Tonight on Front Row tonight they were discussing the challenges of keeping the dialogue of teenagers authentic with writer of E4’s Youngers Levi David Addai and star Calvin Demba, along with reflections from Val McDermid, Phil Redmond and Joss Whedon on how they’ve tried to make their teen characters ring true.

I always remember an interview in the Radio Times with Steven Moffatt (long before Doctor Who) about how he wrote Press Gang. He said, on the subject of naturalistic young dialogue that he couldn’t, not at 5.05pm on a Wednesday afternoon. Truly naturalistic dialogue would be to have a f-word a minute, and swear words peppered like punctuation. I was reminded of this only a few weeks ago as I found myself sat diagonally opposite by some college kids on the bus home. They were, if you listened – and their voices were loud enough that you couldn’t not – talking quite intelligently and profoundly but it was peppered like machine-gun fire with f-words.

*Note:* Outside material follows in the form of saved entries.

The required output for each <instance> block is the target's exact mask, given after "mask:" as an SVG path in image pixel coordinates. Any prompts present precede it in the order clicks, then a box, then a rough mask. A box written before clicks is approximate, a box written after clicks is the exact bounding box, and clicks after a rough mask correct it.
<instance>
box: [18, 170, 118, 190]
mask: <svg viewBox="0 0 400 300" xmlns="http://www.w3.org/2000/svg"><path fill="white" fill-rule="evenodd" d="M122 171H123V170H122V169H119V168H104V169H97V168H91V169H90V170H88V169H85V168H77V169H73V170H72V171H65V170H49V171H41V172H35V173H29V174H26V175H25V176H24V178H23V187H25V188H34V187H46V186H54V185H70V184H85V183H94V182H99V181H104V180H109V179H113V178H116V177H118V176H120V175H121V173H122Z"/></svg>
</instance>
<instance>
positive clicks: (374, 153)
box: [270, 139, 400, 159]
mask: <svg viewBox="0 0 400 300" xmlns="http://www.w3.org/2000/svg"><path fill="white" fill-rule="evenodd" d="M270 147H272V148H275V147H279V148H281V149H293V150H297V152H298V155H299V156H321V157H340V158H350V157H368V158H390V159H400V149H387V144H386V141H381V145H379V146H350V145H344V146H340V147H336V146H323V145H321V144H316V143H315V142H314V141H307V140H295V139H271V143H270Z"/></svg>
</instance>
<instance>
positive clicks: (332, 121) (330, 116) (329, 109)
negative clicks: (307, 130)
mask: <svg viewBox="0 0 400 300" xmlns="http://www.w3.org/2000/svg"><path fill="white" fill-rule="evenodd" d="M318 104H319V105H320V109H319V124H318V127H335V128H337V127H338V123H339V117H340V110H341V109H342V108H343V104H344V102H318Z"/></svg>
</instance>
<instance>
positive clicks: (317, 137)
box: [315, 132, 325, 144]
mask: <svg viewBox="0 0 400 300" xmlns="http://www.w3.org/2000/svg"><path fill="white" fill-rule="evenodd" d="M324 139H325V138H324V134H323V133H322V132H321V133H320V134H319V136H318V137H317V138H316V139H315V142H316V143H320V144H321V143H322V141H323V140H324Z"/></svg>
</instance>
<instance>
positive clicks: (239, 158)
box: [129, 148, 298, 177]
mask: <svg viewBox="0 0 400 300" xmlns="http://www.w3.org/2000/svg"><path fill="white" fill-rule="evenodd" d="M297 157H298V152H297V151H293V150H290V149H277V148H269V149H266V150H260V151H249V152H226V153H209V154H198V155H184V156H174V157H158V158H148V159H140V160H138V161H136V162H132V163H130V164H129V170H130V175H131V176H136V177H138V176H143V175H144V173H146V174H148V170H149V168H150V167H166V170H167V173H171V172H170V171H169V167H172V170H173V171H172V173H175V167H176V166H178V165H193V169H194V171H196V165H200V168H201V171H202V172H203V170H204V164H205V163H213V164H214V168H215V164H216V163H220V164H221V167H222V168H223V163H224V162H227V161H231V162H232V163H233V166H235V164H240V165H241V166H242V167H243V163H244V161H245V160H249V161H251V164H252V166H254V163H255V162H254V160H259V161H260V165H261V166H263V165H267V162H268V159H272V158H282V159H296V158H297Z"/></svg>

The solution that Moffat found was to layer the dialogue with linguistic tricks and to write the kind of dialogue that 16-words would want to, and aspire to speak. Redmond and Whedon were saying something similar.

I agree with this stance. Truly naturalistic dialogue of whatever kind may be authentic, but it can be almost unreadable and can date very, very quickly. better i think to hint at a relaxed way of speech and allow the reader or the actor to bring their own interpretation.